Canton de Fayence : Les agriculteurs excédés face à l’occupation illégale de leurs terres

Publié le 26 juillet 2019

Les agriculteurs du canton de Fayence ont exprimé leur exaspération face à un problème qui revient chaque année.

Le 15 juillet, alors qu’une centaine de caravanes des gens du voyage s’était installée dans un champ sur la commune de Mautouroux, les agriculteurs du canton de Pays de Fayence ont mené une opération de blocage pour dire leur ras-le-bol.

Le problème est récurrent ici comme ailleurs dans le département, et les agriculteurs n’en peuvent plus, se sentant pris au piège entre l’occupation illégale de leurs terres par les gens du voyage et “l’immobilisme des pouvoirs publics”. Alors ce lundi matin, malgré la pluie, une vingtaine d’agriculteurs a décidé de bloquer le rond-point de la Colle Noire, sur Montauroux.

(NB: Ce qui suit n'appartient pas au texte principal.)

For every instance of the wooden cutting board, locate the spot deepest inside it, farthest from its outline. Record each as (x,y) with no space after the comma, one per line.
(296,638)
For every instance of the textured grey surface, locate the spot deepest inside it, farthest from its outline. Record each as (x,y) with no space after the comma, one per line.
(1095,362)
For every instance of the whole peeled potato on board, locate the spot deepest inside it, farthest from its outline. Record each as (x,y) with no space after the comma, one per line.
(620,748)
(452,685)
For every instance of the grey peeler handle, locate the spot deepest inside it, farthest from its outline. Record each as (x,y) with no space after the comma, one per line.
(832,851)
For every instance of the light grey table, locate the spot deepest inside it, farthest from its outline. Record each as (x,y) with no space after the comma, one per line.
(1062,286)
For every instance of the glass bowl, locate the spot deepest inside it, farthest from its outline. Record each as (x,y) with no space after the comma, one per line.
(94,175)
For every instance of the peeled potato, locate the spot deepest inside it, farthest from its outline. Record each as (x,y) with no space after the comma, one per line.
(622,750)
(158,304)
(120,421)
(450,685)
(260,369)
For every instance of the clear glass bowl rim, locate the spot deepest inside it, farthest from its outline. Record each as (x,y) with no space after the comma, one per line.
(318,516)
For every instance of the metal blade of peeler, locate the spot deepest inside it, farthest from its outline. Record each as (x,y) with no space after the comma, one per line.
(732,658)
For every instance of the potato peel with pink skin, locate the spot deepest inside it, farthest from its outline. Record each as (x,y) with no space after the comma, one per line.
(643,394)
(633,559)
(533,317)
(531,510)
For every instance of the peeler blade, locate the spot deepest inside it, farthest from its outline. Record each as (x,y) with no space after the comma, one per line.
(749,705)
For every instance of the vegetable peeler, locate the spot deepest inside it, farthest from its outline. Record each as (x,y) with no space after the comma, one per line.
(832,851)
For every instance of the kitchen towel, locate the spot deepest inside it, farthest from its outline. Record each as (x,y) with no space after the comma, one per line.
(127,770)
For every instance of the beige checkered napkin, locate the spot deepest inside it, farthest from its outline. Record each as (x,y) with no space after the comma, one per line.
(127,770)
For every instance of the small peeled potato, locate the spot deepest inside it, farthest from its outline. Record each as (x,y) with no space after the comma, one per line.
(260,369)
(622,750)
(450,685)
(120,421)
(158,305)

“C’est pareil chaque année, les gens du voyage investissent des terres agricoles, des champs de foin d’exploitations d’élevage, après récolte le plus souvent”, se désespère Nicolas Perrichon, éleveur ovin du canton. C’est chez lui que se sont installées près d’une centaine de caravanes, la veille, sur une parcelle où il cultive une partie du foin pour nourrir ses 1 200 brebis. Les tentatives de discussions n’ayant rien donné, et les propositions d’autres terrains avancées de la mairie de Montauroux ayant été refusées, l’agriculteur a dû porter plainte à la gendarmerie, afin d’obtenir la libération de son champ. Mais la procédure réclame du temps.

Un problème récurrent

“Depuis plusieurs années, les gens du voyage occupent des terres agricoles du canton de Fayence, parce que la communauté de communes n’est pas en règle avec le schéma départemental d’accueil des gens du voyage, et ne possède pas d’aire d’accueil. Du coup, ils s’installent sur les terrains qu’ils jugent les plus appropriés, c’est-à-dire les terrains agricoles bien entretenus, les champs de foin et d’herbe bien propres et bien plats”, poursuit Sylvain Audemard, secrétaire général de la FDSEA 83. Avant d’expliquer : “Le problème, c’est que comme l’intercommunalité n’est pas en règle avec la loi, l’expulsion passe par une décision en référé qui prend au moins quinze jours, alors que si le territoire est en conformité, le préfet peut ordonner l’expulsion, et cela ne doit pas prendre plus de cinq jours. En attendant, avec les caravanes, les allées et venues, et la pluie qui est tombée, le champ va être complètement saccagé”, déplore Nicolas Perrichon.

Ce jour-là, dans l’attente d’une réaction de la préfecture, les manifestants bloquent le rond-point de la Colle Noire pendant plusieurs heures, entraînant d’importantes difficultés de circulation. “C’est triste d’en arriver là, mais on en a marre de subir. Il n’y a que comme ça qu’on se fait entendre”, lâche l’un d’entre eux. Vers 14 h, le cortège de tracteurs et de remorques se met soudainement en route et s’arrête un peu plus loin, sur un autre rond-point. Un nouveau groupe d’encore plusieurs dizaines de caravanes est annoncé. Sur le champ de Nicolas Perrichon, les agriculteurs entreprennent de creuser des tranchées au niveau des accès, afin d’empêcher toutes nouvelles arrivées.

Un terrain à disposition l’an prochain

En soirée, le sous-préfet de Draguignan se rend sur place, où il retrouve les agriculteurs et plusieurs élus du canton. Les manifestants lèveront finalement le camp vers 22 heures. “Les gens du voyage se sont engagés à libérer les lieux avant la fin de la semaine, mais cela n’a pas empêché une cinquantaine de caravanes d’arriver la nuit suivante”, indique Nicolas Perrichon, au lendemain de la manifestation. “Ce qui est satisfaisant, c’est que les élus de la communauté de communes se sont engagés à mettre un terrain à disposition pour l’année prochaine. Une fois le territoire en règle avec le schéma départemental d’accueil des gens du voyage, le préfet pourra prendre, si besoin, un arrêté d’expulsion rapidement. Mais il aura fallu une action syndicale pour en arriver là”, commente Sylvain Audemard, conscient que le problème reste néanmoins prégnant sur d’autres secteurs.